Abstract: Brief Interpersonal Psychotherapy for Perinatal Depression in Socio-Economically Disadvantaged Women: Effectiveness and Cost Effectiveness (Society for Social Work and Research 22nd Annual Conference - Achieving Equal Opportunity, Equity, and Justice)

Brief Interpersonal Psychotherapy for Perinatal Depression in Socio-Economically Disadvantaged Women: Effectiveness and Cost Effectiveness

Schedule:
Thursday, January 11, 2018: 1:30 PM
Marquis BR Salon 10 (ML 2) (Marriott Marquis Washington DC)
* noted as presenting author
Nancy Grote, Ph.D., Research Associate Professor, University of Washington, Seattle, WA
Background: Effectiveness of collaborative care for perinatal depression has been demonstrated in the MOMCare intervention from pregnancy up to 15-months postpartum for pregnant women on Medicaid in the Seattle-King County Public Health System.  MOMCare, using Brief Interpersonal Psychotherapy and/or pharmacotherapy, had a greater impact on reducing depressive symptoms and improving functioning for women with comorbid post-traumatic stress disorder(PTSD) than for those without PTSD. Implementation of improved depression care by health insurers and public health systems for women with major depression(MDD) and PTSD will ultimately depend on estimating incremental benefit, incremental cost, and net benefit. To date, the incremental benefit of collaborative care for perinatal depression has not been evaluated.

The present study examines costs from a health system perspective,especially regarding poor and racially/ethnically diverse women who are at least twice as likely as middle-class women to meet diagnostic criteria for major depression during pregnancy and who are more likely to suffer from PTSD due to childhood abuse and neglect and intimate partner violence.   We predicted that MOMCare would lead to more depression-free days and a positive incremental net benefit for depressed women with comorbid PTSD, compared with enhanced Maternity Support Services(MSS-Plus) provided in 10 clinics in the Seattle-King County Public Health System.  MSS-Plus did not provide depression care, but offered supportive services for having a healthy pregnancy leading to healthy birth outcomes.

Methods: A randomized trial, conducted from September 2009-December 2014,compared the MOMCare collaborative care depression intervention (choice of brief Interpersonal Psychotherapy and/or pharmacotherapy) with intensive Maternity Support Services(MSS-Plus) in public health Seattle-King County.  Pregnant women were recruited who had a probable diagnosis of MDD and/or dysthymia (n=164). Two-thirds of the sample met criteria for probable PTSD(n=106). Independent blinded assessments at 3-,6-,12-,and 18-months post-baseline included the Symptom Checklist-20 depression scale and  the Cornell Services Index. Analyses of covariance estimated gain in depression free days by intervention and PTSD status.
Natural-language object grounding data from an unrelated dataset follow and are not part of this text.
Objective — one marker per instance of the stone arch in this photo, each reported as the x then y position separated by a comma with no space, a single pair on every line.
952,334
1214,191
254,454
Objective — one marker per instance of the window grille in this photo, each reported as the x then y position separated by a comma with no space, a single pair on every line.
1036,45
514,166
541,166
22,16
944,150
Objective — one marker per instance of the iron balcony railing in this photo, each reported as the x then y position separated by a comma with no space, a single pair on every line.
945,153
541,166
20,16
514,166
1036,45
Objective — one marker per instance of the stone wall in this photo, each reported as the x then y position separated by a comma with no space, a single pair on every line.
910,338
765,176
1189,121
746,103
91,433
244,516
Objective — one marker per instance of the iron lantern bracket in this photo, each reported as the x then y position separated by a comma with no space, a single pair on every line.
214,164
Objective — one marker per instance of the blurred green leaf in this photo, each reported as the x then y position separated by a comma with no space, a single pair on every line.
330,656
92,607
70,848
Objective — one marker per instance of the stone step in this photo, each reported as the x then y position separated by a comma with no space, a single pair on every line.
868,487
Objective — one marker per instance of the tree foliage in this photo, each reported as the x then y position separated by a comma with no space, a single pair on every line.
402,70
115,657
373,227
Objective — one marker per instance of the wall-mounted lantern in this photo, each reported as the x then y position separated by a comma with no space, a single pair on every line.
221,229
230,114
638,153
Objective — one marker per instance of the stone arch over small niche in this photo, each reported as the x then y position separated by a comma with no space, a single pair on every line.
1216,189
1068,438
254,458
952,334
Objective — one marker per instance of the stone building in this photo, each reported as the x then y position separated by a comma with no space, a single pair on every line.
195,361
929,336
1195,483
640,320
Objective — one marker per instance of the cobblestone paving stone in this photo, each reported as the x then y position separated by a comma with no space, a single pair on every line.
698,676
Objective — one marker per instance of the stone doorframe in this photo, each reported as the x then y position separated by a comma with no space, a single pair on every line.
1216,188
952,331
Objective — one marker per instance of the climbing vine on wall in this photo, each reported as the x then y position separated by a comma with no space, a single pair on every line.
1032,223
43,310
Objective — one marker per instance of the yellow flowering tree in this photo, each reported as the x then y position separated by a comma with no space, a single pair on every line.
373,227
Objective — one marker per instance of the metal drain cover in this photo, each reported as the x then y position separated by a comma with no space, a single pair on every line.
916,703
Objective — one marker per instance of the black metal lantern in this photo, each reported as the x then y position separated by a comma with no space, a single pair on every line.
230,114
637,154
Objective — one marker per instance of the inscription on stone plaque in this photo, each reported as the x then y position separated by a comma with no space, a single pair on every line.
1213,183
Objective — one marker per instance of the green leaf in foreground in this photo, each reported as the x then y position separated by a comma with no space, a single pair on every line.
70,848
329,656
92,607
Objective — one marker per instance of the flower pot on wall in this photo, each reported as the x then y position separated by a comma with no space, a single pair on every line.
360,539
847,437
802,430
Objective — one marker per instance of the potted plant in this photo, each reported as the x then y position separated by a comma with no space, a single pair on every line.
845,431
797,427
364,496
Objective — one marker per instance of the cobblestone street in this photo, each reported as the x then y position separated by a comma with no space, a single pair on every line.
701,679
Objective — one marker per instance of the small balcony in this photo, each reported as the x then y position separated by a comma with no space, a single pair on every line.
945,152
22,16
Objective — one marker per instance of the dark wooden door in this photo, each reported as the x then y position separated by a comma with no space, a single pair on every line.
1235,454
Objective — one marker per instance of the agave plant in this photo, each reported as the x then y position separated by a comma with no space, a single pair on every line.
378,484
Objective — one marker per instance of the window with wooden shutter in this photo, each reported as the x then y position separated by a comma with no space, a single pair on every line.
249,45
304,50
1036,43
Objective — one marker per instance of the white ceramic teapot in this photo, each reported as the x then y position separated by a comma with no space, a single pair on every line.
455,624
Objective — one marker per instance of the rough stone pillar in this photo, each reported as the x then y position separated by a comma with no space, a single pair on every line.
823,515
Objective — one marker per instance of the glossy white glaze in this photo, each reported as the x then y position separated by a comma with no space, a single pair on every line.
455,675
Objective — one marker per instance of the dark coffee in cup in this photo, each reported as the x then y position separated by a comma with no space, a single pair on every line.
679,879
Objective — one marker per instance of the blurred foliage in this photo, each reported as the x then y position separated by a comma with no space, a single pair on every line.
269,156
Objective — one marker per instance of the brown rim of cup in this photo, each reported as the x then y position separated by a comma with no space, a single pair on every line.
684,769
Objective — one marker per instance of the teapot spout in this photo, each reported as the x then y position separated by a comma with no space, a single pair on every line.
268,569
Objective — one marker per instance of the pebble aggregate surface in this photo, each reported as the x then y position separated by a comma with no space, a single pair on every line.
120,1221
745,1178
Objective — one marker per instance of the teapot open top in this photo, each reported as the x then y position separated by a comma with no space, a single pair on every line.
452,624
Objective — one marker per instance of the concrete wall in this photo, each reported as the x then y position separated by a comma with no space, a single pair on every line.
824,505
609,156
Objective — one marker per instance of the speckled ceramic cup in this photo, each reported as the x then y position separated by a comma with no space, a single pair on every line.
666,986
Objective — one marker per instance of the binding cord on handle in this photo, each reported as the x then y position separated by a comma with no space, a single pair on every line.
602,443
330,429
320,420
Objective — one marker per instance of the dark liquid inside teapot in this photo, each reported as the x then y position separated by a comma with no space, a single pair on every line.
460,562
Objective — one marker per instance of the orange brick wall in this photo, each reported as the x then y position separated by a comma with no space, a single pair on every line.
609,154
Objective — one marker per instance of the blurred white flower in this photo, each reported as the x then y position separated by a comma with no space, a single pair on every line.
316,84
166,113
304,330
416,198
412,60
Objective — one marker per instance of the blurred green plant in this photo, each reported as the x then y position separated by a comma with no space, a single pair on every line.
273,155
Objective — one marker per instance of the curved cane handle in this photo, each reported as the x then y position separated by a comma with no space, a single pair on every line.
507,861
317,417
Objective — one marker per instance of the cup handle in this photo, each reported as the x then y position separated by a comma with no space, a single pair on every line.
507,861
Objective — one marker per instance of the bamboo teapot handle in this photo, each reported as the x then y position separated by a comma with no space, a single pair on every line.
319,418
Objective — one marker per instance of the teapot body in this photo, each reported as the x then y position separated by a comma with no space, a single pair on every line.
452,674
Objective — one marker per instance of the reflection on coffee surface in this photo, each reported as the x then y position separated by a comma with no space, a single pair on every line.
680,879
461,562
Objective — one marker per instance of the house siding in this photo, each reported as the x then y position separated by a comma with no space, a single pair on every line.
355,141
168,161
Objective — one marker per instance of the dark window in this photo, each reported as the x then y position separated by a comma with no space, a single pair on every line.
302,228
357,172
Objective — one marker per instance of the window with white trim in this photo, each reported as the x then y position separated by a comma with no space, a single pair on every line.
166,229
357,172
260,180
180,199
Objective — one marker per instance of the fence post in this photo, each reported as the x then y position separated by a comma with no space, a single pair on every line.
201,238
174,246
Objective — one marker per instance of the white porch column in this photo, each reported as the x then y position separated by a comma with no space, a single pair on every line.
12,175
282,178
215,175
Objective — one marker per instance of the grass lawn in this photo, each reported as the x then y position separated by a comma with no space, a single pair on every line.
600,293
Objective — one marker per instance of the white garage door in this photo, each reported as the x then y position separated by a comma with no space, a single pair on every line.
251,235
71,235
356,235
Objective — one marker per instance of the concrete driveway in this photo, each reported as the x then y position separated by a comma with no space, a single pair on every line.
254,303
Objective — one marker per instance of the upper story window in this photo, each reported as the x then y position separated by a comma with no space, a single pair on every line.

Results: Over 18 months, for women with probable MDD and PTSD, MOMCare led to a gain of 68 depression-free days[F(1,92)=4.56,p<.05],controlling for baseline depression severity. Given the increased depression care cost of $1312 per MOMCare participant with comorbid PTSD, the incremental net benefit was positive if a day free of depression was valued at $20 or greater.

Implications: Compared with public health MSS-Plus, MOMCare for perinatal depression in women with probable MDD and PTSD had significant clinical benefit,with only a moderate increase in health services cost. Notably, MOMCare over 18 months was estimated to cost about $2.50 a day, less than a tall caffee latte. Because of these cost effectiveness findings, in the near future Seattle-King County Public Health System will be implementing MOMCare, funded by Washington State Medicaid. MSS-Plus social workers will be trained and supervised in providing evidence-based Brief Interpersonal Psychotherapy and/or pharmacotherapy to their depressed, pregnant clients who also have PTSD. These social workers will collaborate from pregnancy up to six-months postpartum with the MOMCare collaborative care team of UW professionals, including a psychiatrist, masters-level clinical social work supervisors, and the pregnant woman’s local obstetrician.